Despite growing pressure, Iran has signaled that it refuses to be rolled back to its own borders, meaning the potential for escalation remains.

The Israel Air Force (IAF) is in charge of rapid responses to Iran’s activities. The IAF has been able to keep up a very high operational tempo while displaying flexibility in its policing of Israel’s security interests in Syria.

Russia, which is the senior partner in the pro-Assad coalition, appears to have reluctantly accepted Israel’s activities despite protesting them, and despite concerns that the Iranian-Israeli conflict could spin out of control without warning. That scenario could bring down the Assad regime.

The IAF has had to learn how to fly in the region in a way that evades Russia’s considerable intelligence-gathering abilities.

The growing Israeli F-35 squadron, now at 12 jets, and the IAF’s ability to keep upgrading its older, legacy F-16 and F-15 aircraft, have meant that Israel’s regional air superiority has been maintained so far in the face of increasing challenges.

The Syrian war appears to be winding down, and Hezbollah is reportedly beginning to withdraw some of its forces from Syria and deploy them back to its southern front against Israel. This means Hezbollah will soon be less stretched along two fronts.
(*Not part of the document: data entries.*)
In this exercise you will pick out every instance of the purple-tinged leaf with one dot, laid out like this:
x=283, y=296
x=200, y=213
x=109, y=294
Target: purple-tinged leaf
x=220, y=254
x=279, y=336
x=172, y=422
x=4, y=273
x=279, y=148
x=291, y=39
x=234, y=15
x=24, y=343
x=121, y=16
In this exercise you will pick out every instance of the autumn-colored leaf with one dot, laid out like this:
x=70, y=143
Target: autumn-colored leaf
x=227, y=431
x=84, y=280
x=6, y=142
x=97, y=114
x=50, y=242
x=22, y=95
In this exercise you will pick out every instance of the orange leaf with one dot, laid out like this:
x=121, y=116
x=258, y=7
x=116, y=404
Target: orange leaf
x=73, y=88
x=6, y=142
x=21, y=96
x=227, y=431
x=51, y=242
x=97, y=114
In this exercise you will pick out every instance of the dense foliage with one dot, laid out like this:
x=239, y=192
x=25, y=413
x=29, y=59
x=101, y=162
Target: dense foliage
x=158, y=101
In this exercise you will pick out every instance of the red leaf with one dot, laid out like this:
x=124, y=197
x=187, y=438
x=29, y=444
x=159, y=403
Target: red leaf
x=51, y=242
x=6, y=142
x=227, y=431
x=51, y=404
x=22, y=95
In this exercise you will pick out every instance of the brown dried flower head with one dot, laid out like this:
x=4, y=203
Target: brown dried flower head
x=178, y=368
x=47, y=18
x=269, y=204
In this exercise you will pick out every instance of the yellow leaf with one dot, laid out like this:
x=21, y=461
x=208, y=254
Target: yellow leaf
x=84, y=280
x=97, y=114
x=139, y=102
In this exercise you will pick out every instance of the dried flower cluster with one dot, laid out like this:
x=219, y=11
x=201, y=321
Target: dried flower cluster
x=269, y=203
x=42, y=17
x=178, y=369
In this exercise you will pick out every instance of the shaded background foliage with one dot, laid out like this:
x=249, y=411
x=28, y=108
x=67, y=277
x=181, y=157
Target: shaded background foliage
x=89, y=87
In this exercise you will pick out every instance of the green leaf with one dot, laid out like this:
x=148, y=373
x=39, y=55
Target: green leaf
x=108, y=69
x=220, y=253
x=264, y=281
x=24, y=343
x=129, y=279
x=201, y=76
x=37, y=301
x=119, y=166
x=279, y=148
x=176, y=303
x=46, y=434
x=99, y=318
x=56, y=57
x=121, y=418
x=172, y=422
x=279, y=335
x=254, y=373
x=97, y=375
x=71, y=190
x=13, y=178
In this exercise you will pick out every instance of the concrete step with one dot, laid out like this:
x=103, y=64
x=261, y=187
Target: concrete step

That could free up resources and lead Hezbollah to feel more confident about both provoking Israel in the near to medium term and responding to Israel’s low-profile campaign in Syria. Such a scenario, though not likely, must be taken into consideration, as it would represent a dangerous departure from the status quo.

Because of the inherent explosiveness and instability of the region, Israel takes a calculated risk every time it pursues its “active defense” campaign in the northern arena. But the risk of not acting, and allowing the Iranian axis to build up its force freely, is far greater.

For Israel, failure to act would mean facing two Iranian mass missile fronts, in Lebanon and Syria, which would represent an intolerable threat to Israel’s home front.

Israel’s campaign not only contains the threat from the north. It also serves to continually remind the Iranian axis of Israel’s own evolving capabilities, thereby replenishing Israeli deterrence and keeping full-scale war at bay.